Consider that, with a few minor exceptions in detail, the book is not necessarily locked into California in the 1920s, but that this is a way of facilitating familiarity and sympathy among readers, and for modern educators, of lending insight into what life was like during this period. The underlying themes could have been set at any place or time; people seek to fulfill their dreams and avoid loneliness, our destinies are often out of our control, sympathy can be both virtuous and destructive, and fear often makes us irrational. More detail on the various themes is available in the enotes link below.
In short, one of the things I enjoy about Steinbeck as an author is his ability to ennoble the common person; he can accurately depict the full range of human experience by some of the "lowest" members of society, without making them seem pathetic or reprehensible. This is present in his other works as well, such as Grapes of Wrath.

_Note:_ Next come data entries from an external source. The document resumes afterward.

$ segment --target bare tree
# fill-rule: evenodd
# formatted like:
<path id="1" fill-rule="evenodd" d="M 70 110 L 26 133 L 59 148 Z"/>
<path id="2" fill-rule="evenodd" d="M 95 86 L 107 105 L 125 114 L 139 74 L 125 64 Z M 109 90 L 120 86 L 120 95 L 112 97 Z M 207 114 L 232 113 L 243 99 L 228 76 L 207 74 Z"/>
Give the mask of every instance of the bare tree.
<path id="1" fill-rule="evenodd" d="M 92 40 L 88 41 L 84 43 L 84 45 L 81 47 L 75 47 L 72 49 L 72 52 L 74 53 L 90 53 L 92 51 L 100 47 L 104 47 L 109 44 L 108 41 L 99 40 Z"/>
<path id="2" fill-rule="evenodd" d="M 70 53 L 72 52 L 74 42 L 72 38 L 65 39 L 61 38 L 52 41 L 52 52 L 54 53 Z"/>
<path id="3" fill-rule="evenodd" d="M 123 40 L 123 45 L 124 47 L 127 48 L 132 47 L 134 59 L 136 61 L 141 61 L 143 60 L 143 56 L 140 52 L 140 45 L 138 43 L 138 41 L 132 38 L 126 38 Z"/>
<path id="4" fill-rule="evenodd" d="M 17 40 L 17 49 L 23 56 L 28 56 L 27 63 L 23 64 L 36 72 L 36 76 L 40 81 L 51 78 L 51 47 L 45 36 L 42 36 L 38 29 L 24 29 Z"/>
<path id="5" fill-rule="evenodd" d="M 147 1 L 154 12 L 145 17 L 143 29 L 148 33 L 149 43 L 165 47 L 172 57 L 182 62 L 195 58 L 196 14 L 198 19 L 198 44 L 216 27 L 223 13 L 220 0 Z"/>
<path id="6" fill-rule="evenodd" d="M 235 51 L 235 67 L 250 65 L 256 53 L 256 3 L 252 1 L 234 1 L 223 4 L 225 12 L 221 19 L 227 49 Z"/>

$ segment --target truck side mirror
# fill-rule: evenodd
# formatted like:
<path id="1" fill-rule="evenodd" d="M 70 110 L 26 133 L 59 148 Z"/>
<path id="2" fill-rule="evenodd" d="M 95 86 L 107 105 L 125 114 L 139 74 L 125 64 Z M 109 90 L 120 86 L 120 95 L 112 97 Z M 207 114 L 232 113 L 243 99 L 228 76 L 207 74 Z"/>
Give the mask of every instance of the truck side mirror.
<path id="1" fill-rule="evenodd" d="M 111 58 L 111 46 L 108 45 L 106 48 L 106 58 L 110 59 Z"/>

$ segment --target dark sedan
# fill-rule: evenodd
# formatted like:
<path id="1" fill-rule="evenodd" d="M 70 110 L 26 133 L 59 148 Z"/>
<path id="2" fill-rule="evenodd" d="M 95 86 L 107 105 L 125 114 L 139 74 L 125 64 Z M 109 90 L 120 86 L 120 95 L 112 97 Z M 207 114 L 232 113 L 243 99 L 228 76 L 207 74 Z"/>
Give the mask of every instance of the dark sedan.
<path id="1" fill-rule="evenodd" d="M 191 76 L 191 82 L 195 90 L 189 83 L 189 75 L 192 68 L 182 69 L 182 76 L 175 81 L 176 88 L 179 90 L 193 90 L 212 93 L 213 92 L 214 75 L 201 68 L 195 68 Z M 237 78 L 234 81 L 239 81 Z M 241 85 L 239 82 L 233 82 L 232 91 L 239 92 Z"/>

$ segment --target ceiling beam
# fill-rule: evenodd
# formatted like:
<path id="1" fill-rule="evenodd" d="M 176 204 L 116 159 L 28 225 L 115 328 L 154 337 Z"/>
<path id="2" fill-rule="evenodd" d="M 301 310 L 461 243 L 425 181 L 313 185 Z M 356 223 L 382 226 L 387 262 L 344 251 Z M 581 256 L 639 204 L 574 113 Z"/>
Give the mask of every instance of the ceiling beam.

Some connections to our modern world should be self-evident; the themes are universal and can never be resolved or dispelled by technology or wealth. I would imagine that your teacher might be looking for connections to specific modern events as well, such as drawing a parallel to migrant farm workers from Central America. A connection I find particularly interesting is the theme (this is also in the enotes link) of "the need to take action". Our world is more passive than ever before; it's incredibly easy to do nothing of any real meaning, while convincing ourselves that we are worldly and educated. You might take something like Candy's statement about his dog and compare this to one's own responsibilities in the modern world.
There are a large number of quotes, including page numbers, in the second link below. I would suggest using Candy's quote about his dog, and one of George's quotes about responsibility.